La nota azul / Hipólito G. Navarro

No es muy grande el apartamento de la rue Pigalle…
     Aurora Dupin, baronesa Dudevant, más conocida como George Sand, termina de escribir las últimas páginas de El pantano del diablo, una novela campestre a pesar del título o quizá por él. Como la tinta que usa tarda en secar, las ideas que va trasladando al papel permanecen húmedas durante bastante rato, verdaderamente brillantes según el ángulo desde el que se miren. Aurora misma se sorprende del efecto.
     Mientras tanto, su amante de estos días, el Federico Chopin de los Nocturnos, acaricia las teclas del piano buscando de manera disimulada la siempre escurridiza y muy puñetera «nota azul», esa nota trampolín sin la cual no son capaces de componer nada los románticos del xix. Habría de todas formas que preguntar si comparten la misma opinión Liszt, Smetana…
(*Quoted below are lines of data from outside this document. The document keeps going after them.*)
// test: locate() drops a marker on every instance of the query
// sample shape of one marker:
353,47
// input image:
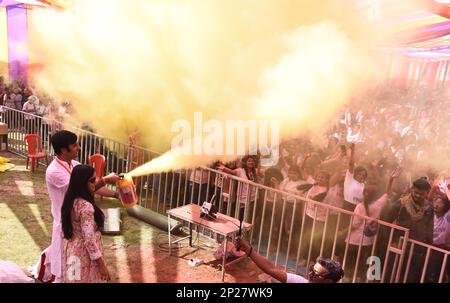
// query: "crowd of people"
22,97
386,157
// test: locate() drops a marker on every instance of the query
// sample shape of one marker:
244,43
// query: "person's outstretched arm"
351,163
264,264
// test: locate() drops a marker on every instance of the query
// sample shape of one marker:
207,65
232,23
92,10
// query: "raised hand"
396,172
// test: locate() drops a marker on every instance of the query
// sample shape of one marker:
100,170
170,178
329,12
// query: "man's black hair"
422,184
63,139
334,269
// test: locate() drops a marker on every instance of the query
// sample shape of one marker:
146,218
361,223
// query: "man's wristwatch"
116,195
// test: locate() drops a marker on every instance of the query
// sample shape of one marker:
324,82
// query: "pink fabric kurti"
84,248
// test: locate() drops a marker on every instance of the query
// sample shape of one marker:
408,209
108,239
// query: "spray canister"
127,191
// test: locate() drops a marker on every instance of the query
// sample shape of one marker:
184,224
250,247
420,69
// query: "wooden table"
222,225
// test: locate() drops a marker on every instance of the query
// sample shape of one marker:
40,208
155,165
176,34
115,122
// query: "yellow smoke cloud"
140,66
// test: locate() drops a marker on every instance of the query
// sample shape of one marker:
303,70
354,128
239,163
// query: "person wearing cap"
323,271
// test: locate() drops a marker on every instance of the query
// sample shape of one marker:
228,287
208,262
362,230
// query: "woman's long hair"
78,188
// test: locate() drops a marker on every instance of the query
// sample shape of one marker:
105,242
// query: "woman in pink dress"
82,220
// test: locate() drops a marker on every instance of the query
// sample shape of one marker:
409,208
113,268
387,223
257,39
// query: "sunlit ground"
137,255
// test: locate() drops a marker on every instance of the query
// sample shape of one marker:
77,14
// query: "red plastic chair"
34,146
98,162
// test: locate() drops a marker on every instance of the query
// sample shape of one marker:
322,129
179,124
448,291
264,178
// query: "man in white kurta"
57,178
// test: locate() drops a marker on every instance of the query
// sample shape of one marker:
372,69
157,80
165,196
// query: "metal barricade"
282,230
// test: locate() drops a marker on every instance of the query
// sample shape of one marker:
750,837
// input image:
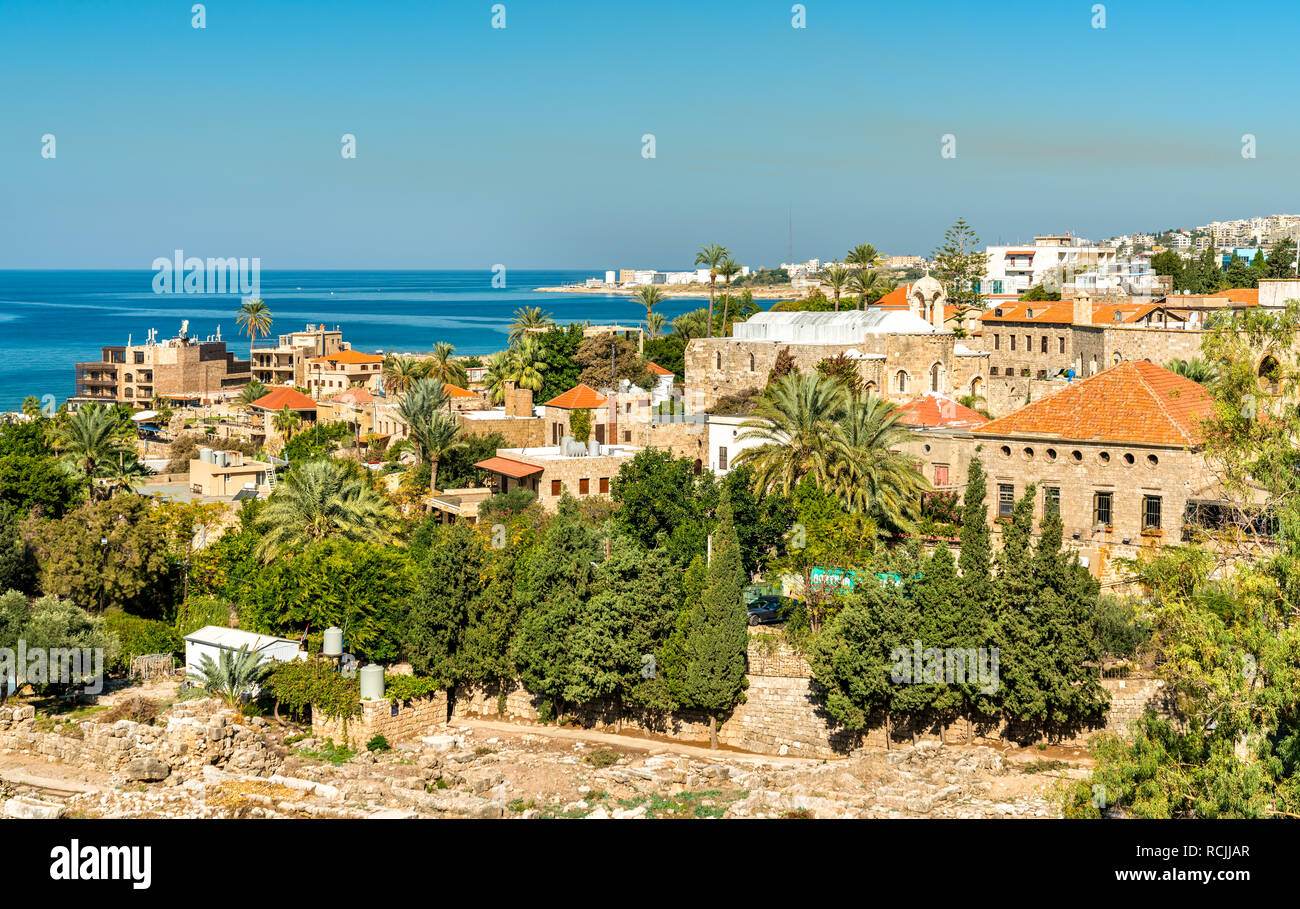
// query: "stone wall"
395,721
781,713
     No es muy grande el apartamento de la rue Pigalle, ciertamente; lo justo para que la pareja pueda trabajar sin agobios, cada uno en lo suyo. Quizá sí resulte pequeño en días como éste, cuando coinciden en sus habitaciones otros amigos imprescindibles.
Paulina Viardot, la famosa cantante, ensaya algunos gorgoritos sin abandonar los brazos del violonchelista Franchomme, que la sujeta además entre sus piernas con una deformación profesional firme y férrea como una tenaza.
     Pedro Leroux apura en silencio una tercera taza de café, mientras contempla el frenético ir y venir de Eugenio Delacroix de un lienzo a otro, con los pinceles chorreantes de color. Se pregunta por qué está tan empeñado Eugenio en retratar a sus dos amigos a la vez, ¿para no dar más importancia a Sand que a Chopin o a la viceversa?, ¿para no poner a la música por delante o por detrás de la literatura? Los gestores del Louvre, desde que ha pasado a ser el museo central de las artes, se descuelgan con cada encarguito…
     ¿Alguien más por esos cuartos?
     El amigo Fontana, Adam Mickiewicz, ¿el niño Baudelaire también?
Mickiewicz —atrás quedaron, cree, Odessa, la guerra y los sonetos de Crimea— imagina ahora mismo uno de sus relatos, ésos en los que se dan la mano la razón y la locura. Ignora Adam este día que uno de sus partos más recientes, Los peregrinos polacos, está a punto de ser incluido en el Índice de libros prohibidos. Mejor. Así tan sólo imagina y dormita. En su duermevela le parece reconocer una nota verde, casi celeste, entre las que de forma atolondrada salen de la boca abierta del piano como si fuesen breves bostezos de charol.
     Es Chopin, que entretiene las manos con pequeños arpegios, ya se sabe, buscando la tonalidad que mejor corresponda a la atmósfera de este momento. También él imagina algunas historias. La que sigue mismamente, que da un salto mortal en el tiempo:

Año bisagra de 1970.
Los años finales de la década de los sesenta, como quien no quiere la cosa, introducen a toda una generación en los primeros años de la década de los setenta. La transportan. Un adolescente comienza entonces a descubrir el mundo: asuntos esenciales tales como que los años últimos de una década llevan siempre de manera indefectible a los primeros de la siguiente, que el ángulo recto hierve a los noventa grados, que existe un mar llamado Mediterráneo, con las playas llenas de turistas y tilde en la a.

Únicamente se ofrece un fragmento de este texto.